The opposite situation (negative terminal to the p-doped side and positive terminal to the n-doped side) is reverse-biased. In this case, opposite charges attract, so the electrons will cluster near the positive contact while the holes cluster near the negative contact. This increases the width of the depletion region – this time though, the lack of charge carriers is less due to recombination than to the pull of the battery. There is no need for a charge carrier to be supplied from the battery in this configuration; current doesn’t flow in a reverse-biased configuration. This semiconductor, in which current can only flow one way, is called a diode.
Bipolar junction transistor physics
To understand our bipolar junction transistor, we will start with a forward-biased diode with a small p-doped side. We’ll also move the contact from the end to the side. In this configuration, electrons will flow from the n-doped side across the junction to the contact on the p-doped side.
Next, add another n-doped section to the other side of the p-doped section, making a sandwich (though the filling on this one is very thin). This junction between this new n-doped section and the p-doped section is set up as reverse-biased. In this new set-up, only a few of the electrons will follow the same path they followed before. The rest will actually make it through the p-doped layer, arriving in the n-doped section of the depletion region of the other junction. Once in the depletion region, the electrons feel a strong push toward the other end of the semiconductor, toward the final contact.

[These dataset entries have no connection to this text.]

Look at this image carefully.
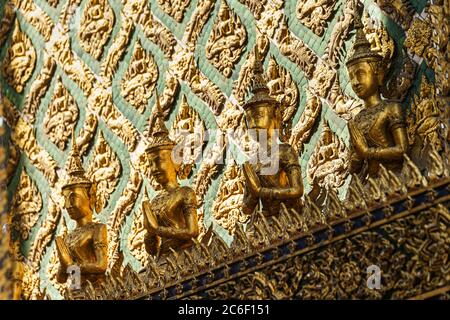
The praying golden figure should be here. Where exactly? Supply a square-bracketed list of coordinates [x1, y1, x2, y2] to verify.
[241, 47, 304, 217]
[346, 7, 409, 178]
[56, 133, 108, 286]
[141, 95, 199, 257]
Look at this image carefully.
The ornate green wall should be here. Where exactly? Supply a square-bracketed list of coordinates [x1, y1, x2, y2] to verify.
[0, 0, 445, 299]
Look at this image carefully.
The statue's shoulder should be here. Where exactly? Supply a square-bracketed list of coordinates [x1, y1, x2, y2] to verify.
[90, 221, 107, 234]
[384, 100, 404, 117]
[279, 143, 300, 166]
[279, 143, 296, 154]
[178, 186, 198, 204]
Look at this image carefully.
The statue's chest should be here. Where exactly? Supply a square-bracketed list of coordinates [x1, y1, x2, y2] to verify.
[355, 105, 390, 147]
[151, 190, 183, 225]
[66, 225, 96, 261]
[254, 163, 289, 188]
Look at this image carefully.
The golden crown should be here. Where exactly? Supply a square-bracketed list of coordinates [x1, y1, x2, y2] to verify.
[146, 92, 176, 153]
[62, 131, 92, 190]
[243, 44, 278, 110]
[346, 3, 382, 67]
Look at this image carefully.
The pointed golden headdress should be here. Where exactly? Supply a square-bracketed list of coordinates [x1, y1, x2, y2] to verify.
[346, 1, 382, 67]
[146, 92, 176, 153]
[62, 131, 92, 190]
[243, 44, 278, 110]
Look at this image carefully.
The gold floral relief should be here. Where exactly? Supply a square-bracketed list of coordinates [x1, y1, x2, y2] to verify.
[46, 219, 68, 297]
[139, 5, 177, 58]
[205, 0, 247, 78]
[23, 54, 56, 123]
[127, 188, 150, 267]
[296, 0, 337, 36]
[404, 18, 432, 58]
[158, 74, 180, 118]
[100, 18, 134, 86]
[170, 95, 205, 179]
[11, 169, 42, 240]
[76, 111, 98, 155]
[212, 163, 247, 235]
[21, 259, 45, 300]
[307, 121, 349, 190]
[182, 0, 215, 50]
[78, 0, 115, 60]
[289, 93, 322, 153]
[407, 76, 443, 157]
[121, 39, 159, 113]
[87, 132, 122, 214]
[43, 77, 79, 150]
[233, 31, 270, 105]
[266, 56, 299, 123]
[28, 196, 62, 272]
[275, 20, 317, 78]
[16, 0, 54, 41]
[106, 162, 142, 271]
[157, 0, 191, 22]
[237, 0, 267, 20]
[2, 19, 36, 93]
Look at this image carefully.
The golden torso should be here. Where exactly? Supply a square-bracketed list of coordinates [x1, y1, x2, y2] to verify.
[64, 222, 102, 265]
[353, 102, 395, 147]
[150, 187, 190, 229]
[145, 186, 197, 254]
[244, 143, 302, 215]
[350, 101, 406, 175]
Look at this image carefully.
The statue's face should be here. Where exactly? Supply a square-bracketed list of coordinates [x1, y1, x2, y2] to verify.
[245, 104, 278, 136]
[348, 61, 379, 100]
[63, 186, 91, 221]
[148, 148, 177, 186]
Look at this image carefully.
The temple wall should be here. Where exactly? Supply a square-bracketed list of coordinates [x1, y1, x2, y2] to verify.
[0, 0, 447, 299]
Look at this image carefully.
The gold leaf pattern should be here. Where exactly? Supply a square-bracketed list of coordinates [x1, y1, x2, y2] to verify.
[2, 19, 36, 93]
[121, 40, 158, 113]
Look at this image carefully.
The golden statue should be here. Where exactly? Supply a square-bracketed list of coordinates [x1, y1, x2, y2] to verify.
[141, 95, 199, 258]
[242, 47, 304, 217]
[55, 133, 108, 286]
[346, 7, 408, 179]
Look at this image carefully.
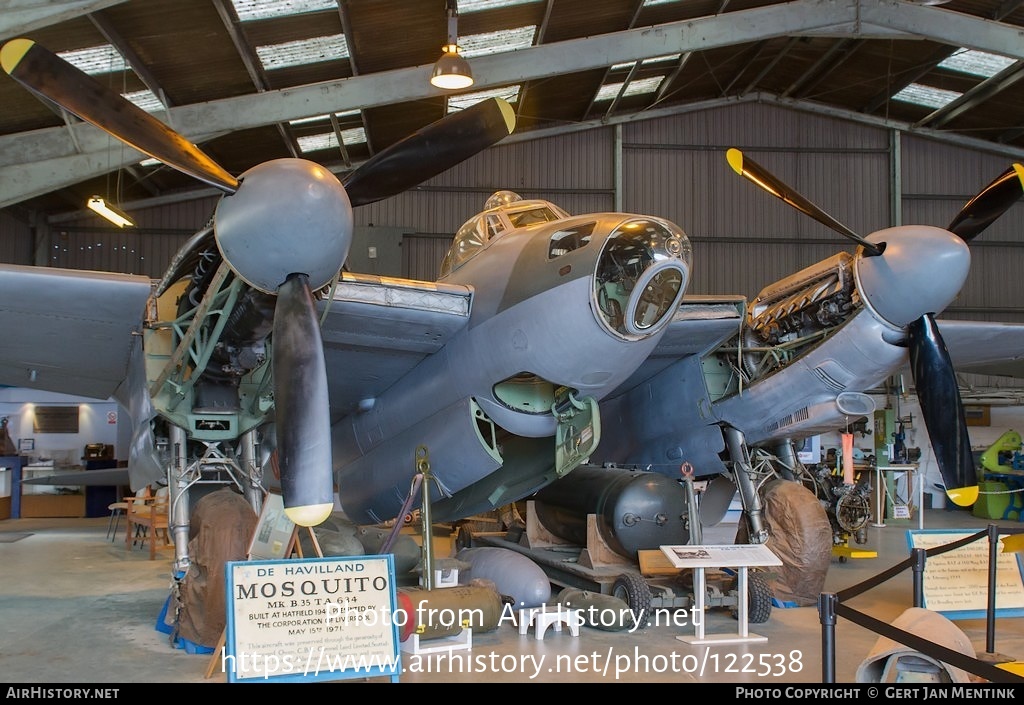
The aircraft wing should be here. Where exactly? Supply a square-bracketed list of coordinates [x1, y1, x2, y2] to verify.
[0, 264, 152, 400]
[936, 319, 1024, 379]
[607, 294, 746, 395]
[21, 466, 130, 486]
[318, 272, 473, 423]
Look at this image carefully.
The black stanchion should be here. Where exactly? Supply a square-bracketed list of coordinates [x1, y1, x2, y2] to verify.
[987, 523, 1000, 655]
[818, 592, 837, 683]
[912, 547, 926, 608]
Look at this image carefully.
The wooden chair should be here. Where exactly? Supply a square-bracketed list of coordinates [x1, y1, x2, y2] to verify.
[124, 486, 172, 560]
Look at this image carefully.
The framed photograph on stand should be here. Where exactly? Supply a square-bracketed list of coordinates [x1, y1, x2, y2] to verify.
[247, 492, 297, 560]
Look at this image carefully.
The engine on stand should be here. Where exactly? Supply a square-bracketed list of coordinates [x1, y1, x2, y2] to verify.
[803, 462, 873, 556]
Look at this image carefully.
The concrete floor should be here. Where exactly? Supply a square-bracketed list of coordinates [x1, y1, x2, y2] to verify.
[2, 501, 1024, 684]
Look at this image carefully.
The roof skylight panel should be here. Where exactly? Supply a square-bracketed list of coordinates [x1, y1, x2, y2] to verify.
[458, 26, 536, 58]
[57, 45, 127, 75]
[594, 76, 664, 102]
[58, 46, 167, 112]
[232, 0, 336, 21]
[123, 89, 165, 113]
[460, 0, 542, 11]
[297, 127, 366, 153]
[891, 83, 962, 109]
[447, 86, 521, 113]
[938, 49, 1016, 78]
[255, 34, 350, 69]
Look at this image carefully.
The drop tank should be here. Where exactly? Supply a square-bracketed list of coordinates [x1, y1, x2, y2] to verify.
[532, 465, 690, 560]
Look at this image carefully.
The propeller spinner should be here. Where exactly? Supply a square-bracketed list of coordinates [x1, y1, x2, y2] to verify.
[728, 147, 1024, 508]
[2, 37, 516, 525]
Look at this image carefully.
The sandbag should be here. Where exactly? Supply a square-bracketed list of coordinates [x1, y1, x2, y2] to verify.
[736, 478, 831, 606]
[175, 488, 258, 647]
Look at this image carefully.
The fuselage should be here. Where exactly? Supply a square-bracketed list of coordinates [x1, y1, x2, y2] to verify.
[332, 192, 692, 523]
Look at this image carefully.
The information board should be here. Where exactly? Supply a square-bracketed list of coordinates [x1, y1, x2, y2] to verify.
[660, 543, 782, 569]
[907, 529, 1024, 620]
[224, 554, 401, 683]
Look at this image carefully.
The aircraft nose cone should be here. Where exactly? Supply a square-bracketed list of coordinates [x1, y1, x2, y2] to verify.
[215, 158, 353, 293]
[855, 225, 970, 327]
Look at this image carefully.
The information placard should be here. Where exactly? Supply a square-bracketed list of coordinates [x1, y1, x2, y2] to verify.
[247, 492, 296, 560]
[224, 554, 401, 683]
[660, 543, 782, 569]
[907, 529, 1024, 620]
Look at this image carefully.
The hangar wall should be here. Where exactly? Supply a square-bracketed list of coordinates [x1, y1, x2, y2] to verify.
[8, 102, 1020, 322]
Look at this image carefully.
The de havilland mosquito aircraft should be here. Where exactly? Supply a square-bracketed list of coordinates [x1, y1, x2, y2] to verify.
[585, 149, 1024, 546]
[0, 38, 693, 570]
[5, 37, 1024, 580]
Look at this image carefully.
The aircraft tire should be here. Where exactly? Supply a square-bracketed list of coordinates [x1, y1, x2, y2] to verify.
[733, 570, 774, 624]
[611, 572, 652, 628]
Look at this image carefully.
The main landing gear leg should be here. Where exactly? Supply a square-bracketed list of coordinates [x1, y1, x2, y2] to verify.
[723, 426, 769, 544]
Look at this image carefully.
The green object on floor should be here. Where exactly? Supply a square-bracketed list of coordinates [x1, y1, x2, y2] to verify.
[973, 481, 1011, 520]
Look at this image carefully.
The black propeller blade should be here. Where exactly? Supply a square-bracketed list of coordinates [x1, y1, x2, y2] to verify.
[726, 148, 884, 256]
[947, 163, 1024, 242]
[908, 315, 977, 507]
[1, 38, 238, 193]
[343, 97, 516, 207]
[727, 150, 1024, 507]
[273, 274, 334, 527]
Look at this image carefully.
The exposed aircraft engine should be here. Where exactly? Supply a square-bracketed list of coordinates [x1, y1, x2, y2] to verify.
[531, 465, 690, 559]
[748, 252, 859, 346]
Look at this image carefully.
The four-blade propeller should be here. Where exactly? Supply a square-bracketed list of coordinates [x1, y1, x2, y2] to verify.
[728, 148, 1024, 508]
[2, 37, 516, 525]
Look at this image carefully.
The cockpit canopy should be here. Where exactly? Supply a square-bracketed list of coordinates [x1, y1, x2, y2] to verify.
[439, 191, 571, 277]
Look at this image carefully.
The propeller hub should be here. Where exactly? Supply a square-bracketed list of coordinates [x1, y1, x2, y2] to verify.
[215, 158, 353, 293]
[854, 225, 970, 328]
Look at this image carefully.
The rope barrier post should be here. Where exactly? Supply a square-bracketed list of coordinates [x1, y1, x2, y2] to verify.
[911, 547, 926, 608]
[987, 523, 999, 655]
[818, 592, 837, 683]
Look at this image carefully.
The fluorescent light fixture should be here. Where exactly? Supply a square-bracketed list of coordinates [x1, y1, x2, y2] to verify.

When you use the transistor as an amplifier for your radio, a small signal is sent to the contact on the p-doped section (the base). Changes in this signal create corresponding but larger changes in how many electrons (how much current) makes it through to the other side. A small increase in the voltage in the base can significantly increase the rate at which electrons are pulled from the first n-doped section (called the emitter) before arriving at the final contact (the collector). It’s like filling a cup of tap water – a small turn of the knob (the base) releases water from the pipes (the collector) and it exits through the faucet (the emitter).